そう言うとアルザーク様の視線が上がって、嬉しそうな表情になった。その素直な表情に驚いてしまう。


「決まりですね。それでは晩餐会のドレスの布はいかがいたしましょう」


衣装店の主人がそういうと、くるくると布地が片付けられていく。晩餐会のドレスの布の色は決まっている。こう言うのは大概、相手の色を纏うものだと教えられた。アルザーク様の瞳の色は緑だから、緑色にしよう。


「緑がいいです。アルザーク様の瞳の色ですもの」


私がそう言うと、衣装店の主人がすぐに、と言って衣装店の使用人たちに何かを言いつけた。使用人たちがばさりと布を広げてくれる。その中で一際目を引いたのが、アルザーク様の緑の瞳と同じ色の布だった。すぐに決まってよかった、と思いながらそれを拾い上げてこれにします、と主人に言う。そう言えばアルザーク様はさっきから黙ったままだな、とアルザーク様を見ると、俯いている。


「アルザーク様?」


どうしたのだろうと思って顔を覗き込むと、真っ赤になっていた。あまりのことに二の句が継げないでいると、アルザーク様が片手で顔を隠す。すまない、と言って部屋を出ていくアルザーク様を私は呆気に取られて見送った。


「我が主は照れ屋でして」

「照れるところがありましたか」

「ええ」


ヴィーン様が私に近づいてきてそう言ってくれる。照れるところなんてあっただろうか、と考えてアルザーク様の瞳の色のドレスがいい、と言うのは確かに言われると照れるかもしれない、と考えた。
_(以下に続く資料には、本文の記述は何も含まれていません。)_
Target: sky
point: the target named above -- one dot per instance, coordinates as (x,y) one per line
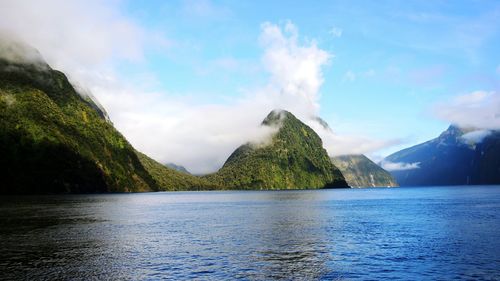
(189,81)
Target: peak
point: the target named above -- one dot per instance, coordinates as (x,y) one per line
(276,116)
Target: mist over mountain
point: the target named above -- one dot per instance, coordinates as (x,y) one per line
(293,158)
(459,156)
(359,171)
(56,140)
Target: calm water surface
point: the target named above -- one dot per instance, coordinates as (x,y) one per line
(438,233)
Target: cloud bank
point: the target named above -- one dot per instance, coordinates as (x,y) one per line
(88,41)
(479,109)
(399,166)
(475,136)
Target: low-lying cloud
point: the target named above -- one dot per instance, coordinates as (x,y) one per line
(399,166)
(88,40)
(479,109)
(476,136)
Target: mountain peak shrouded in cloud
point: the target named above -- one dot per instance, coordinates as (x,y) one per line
(13,50)
(478,109)
(107,51)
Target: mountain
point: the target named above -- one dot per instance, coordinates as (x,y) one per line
(55,140)
(459,156)
(169,179)
(293,158)
(359,171)
(178,168)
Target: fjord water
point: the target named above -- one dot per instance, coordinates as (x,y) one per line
(353,234)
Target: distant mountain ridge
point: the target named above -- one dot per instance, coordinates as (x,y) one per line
(451,159)
(294,158)
(359,171)
(54,140)
(178,168)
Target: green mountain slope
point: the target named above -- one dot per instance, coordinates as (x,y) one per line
(52,140)
(169,179)
(451,159)
(293,159)
(359,171)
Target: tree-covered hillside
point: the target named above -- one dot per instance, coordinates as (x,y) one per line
(294,158)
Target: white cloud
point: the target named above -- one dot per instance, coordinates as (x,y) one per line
(87,40)
(336,32)
(349,76)
(476,136)
(74,34)
(202,136)
(479,109)
(399,166)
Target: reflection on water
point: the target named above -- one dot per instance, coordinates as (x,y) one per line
(408,233)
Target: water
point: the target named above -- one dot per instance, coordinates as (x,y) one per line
(439,233)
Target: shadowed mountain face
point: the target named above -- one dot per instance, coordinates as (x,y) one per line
(293,158)
(451,159)
(359,171)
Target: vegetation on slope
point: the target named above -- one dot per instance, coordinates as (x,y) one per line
(450,160)
(168,179)
(294,158)
(359,171)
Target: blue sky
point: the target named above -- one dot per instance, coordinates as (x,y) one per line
(391,73)
(393,60)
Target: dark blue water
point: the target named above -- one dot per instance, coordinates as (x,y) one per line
(439,233)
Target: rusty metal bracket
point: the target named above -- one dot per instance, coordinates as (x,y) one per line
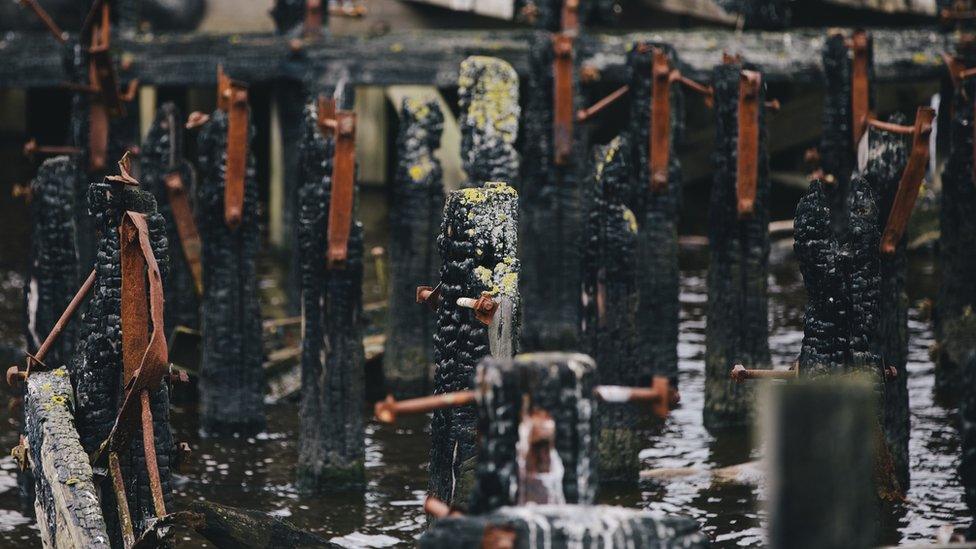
(911,181)
(747,152)
(562,94)
(342,196)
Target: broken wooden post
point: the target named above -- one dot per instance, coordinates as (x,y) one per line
(536,420)
(478,248)
(416,205)
(167,174)
(121,365)
(737,329)
(550,190)
(231,376)
(609,306)
(954,318)
(67,500)
(821,440)
(564,526)
(488,95)
(331,445)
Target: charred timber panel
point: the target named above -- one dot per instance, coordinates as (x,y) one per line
(551,216)
(331,446)
(737,330)
(478,248)
(417,203)
(231,377)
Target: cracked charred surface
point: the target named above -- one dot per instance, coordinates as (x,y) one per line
(66,504)
(560,384)
(609,327)
(478,248)
(331,453)
(564,526)
(657,224)
(97,370)
(488,96)
(417,203)
(551,214)
(737,330)
(954,312)
(162,154)
(231,375)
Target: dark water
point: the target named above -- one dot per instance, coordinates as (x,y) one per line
(258,472)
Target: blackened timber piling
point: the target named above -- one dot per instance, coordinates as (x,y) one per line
(737,329)
(231,375)
(417,202)
(478,248)
(332,440)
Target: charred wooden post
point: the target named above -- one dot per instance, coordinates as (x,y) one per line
(737,329)
(955,323)
(551,195)
(610,305)
(66,500)
(478,248)
(107,360)
(656,202)
(563,526)
(536,423)
(331,446)
(231,376)
(416,205)
(167,174)
(822,458)
(488,96)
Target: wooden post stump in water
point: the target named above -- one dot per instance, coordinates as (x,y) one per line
(415,213)
(564,526)
(331,447)
(478,247)
(536,418)
(231,375)
(610,305)
(822,437)
(170,178)
(737,330)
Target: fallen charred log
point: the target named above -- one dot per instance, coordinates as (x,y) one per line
(417,203)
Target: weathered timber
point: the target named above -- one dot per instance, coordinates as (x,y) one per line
(822,456)
(609,299)
(432,57)
(160,160)
(331,443)
(417,202)
(232,528)
(97,371)
(488,96)
(737,330)
(550,192)
(536,426)
(954,311)
(66,504)
(655,199)
(231,377)
(478,248)
(563,526)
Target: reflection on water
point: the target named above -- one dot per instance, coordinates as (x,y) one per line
(258,472)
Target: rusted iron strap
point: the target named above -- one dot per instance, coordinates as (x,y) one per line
(341,200)
(660,134)
(234,101)
(860,104)
(186,227)
(911,181)
(562,94)
(747,153)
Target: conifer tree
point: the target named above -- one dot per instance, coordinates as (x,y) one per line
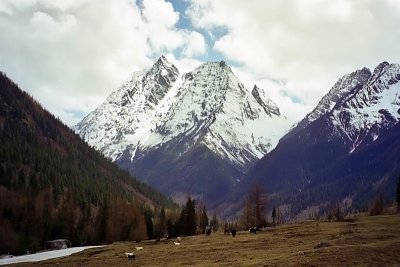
(273,215)
(187,221)
(398,195)
(214,222)
(203,219)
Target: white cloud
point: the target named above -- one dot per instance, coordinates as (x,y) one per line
(71,54)
(308,44)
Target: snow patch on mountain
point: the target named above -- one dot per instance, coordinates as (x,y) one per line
(373,108)
(208,106)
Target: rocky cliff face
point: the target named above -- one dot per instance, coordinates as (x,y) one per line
(344,149)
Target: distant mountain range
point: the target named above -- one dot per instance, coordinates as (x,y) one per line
(347,150)
(194,133)
(204,133)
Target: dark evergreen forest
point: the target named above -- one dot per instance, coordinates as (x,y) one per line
(53,185)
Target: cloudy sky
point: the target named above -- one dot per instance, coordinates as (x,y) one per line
(71,54)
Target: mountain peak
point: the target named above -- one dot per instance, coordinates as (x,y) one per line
(162,66)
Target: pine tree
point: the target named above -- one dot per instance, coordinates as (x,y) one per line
(187,221)
(214,223)
(273,215)
(398,195)
(203,219)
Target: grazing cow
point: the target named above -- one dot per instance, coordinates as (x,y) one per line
(233,232)
(130,255)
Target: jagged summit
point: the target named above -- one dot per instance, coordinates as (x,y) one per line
(156,120)
(345,151)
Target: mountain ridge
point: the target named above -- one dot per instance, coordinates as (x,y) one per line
(343,151)
(208,107)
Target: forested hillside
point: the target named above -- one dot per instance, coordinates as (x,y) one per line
(53,185)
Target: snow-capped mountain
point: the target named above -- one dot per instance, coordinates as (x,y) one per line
(160,116)
(373,108)
(346,149)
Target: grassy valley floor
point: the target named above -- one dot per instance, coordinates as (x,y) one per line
(371,241)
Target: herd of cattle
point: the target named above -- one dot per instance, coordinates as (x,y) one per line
(252,230)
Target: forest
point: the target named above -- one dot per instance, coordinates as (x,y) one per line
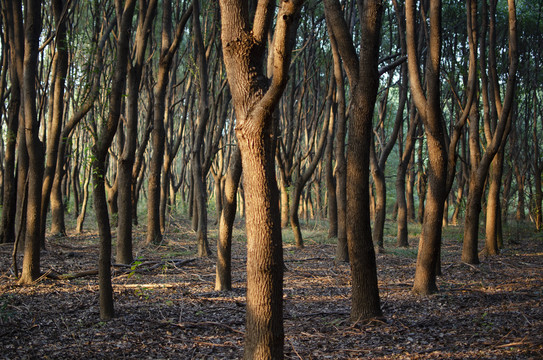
(266,179)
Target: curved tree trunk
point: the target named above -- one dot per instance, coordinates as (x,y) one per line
(429,109)
(402,217)
(100,150)
(223,279)
(363,77)
(56,114)
(342,253)
(243,48)
(493,209)
(9,206)
(158,135)
(33,24)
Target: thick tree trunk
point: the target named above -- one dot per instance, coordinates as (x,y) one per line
(31,262)
(429,109)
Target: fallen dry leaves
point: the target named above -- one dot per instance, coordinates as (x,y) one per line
(166,307)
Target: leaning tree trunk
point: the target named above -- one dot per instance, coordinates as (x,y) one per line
(168,49)
(363,77)
(100,150)
(60,69)
(429,109)
(254,104)
(223,280)
(14,32)
(342,253)
(493,209)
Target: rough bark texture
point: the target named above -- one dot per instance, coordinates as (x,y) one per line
(127,157)
(56,111)
(168,49)
(223,280)
(12,22)
(31,262)
(429,109)
(342,253)
(364,80)
(254,102)
(100,149)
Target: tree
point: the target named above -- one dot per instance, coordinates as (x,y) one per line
(32,30)
(428,107)
(501,114)
(100,151)
(168,49)
(254,102)
(363,78)
(56,107)
(13,30)
(146,15)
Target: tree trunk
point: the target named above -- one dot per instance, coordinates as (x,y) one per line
(342,253)
(243,49)
(168,49)
(33,24)
(56,114)
(402,217)
(83,213)
(200,191)
(429,109)
(363,77)
(13,23)
(223,279)
(493,209)
(100,150)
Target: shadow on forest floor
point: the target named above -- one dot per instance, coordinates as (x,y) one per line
(166,307)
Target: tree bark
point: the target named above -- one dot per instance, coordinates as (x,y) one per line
(100,150)
(33,24)
(254,102)
(168,49)
(429,109)
(363,77)
(223,279)
(12,22)
(56,113)
(126,182)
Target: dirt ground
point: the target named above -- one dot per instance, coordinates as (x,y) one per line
(166,306)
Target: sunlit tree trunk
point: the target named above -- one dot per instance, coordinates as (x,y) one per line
(363,76)
(33,24)
(243,50)
(428,106)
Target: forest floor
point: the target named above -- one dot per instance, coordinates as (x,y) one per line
(166,306)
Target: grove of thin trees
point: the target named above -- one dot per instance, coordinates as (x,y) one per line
(278,113)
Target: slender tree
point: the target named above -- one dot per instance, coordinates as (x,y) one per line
(32,30)
(363,75)
(255,100)
(429,108)
(101,147)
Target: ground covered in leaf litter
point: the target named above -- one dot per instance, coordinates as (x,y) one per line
(166,306)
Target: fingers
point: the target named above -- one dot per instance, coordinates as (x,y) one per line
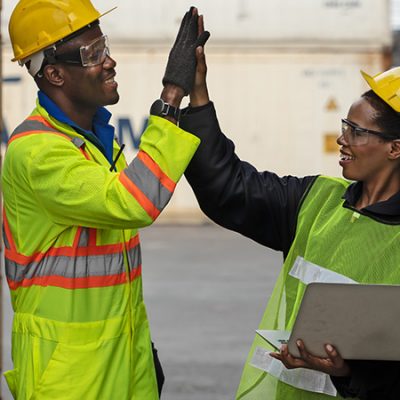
(287,359)
(340,365)
(202,39)
(200,25)
(201,60)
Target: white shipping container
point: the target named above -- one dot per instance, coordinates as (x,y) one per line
(361,22)
(280,107)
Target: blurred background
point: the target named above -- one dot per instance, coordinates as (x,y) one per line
(282,73)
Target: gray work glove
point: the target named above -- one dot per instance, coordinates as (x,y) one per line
(181,66)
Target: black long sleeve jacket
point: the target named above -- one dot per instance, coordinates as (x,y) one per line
(264,207)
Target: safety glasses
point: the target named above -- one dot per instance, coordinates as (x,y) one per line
(89,55)
(354,135)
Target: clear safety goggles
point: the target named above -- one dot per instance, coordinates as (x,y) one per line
(354,135)
(88,55)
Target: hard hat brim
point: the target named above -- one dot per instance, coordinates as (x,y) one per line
(26,57)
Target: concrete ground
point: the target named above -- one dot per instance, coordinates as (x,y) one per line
(205,290)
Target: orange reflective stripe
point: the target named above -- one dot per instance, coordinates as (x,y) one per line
(40,119)
(68,251)
(146,204)
(153,167)
(19,135)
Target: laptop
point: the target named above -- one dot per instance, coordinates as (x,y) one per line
(361,321)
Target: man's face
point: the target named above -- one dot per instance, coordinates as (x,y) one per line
(87,88)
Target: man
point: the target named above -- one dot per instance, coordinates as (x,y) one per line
(328,229)
(72,207)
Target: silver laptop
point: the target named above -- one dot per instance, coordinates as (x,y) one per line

「アルザーク様の左手に、指輪が付いているのをご覧になりましたか」

「いえ、見ていません」

「あれは昨夜、メル様の瞳と同じ色だと付け始めたものです」


今度は私の顔が赤くなる番だった。恥ずかしくて思わず顔を伏せてしまう。なんだろう、このむず痒い感じ。私の瞳と同じ色だと付けてくれたのが恥ずかしいけれど、少し嬉しい。私のことを考えてくれたのだとわかるから。隣に立っているヴィーン様が、次はドレスの型を選ばなければ、と衣装店の主人に言って、衣装店の主人が準備をします、と言っているのを聞きながら、私はずっと顔を伏せていた。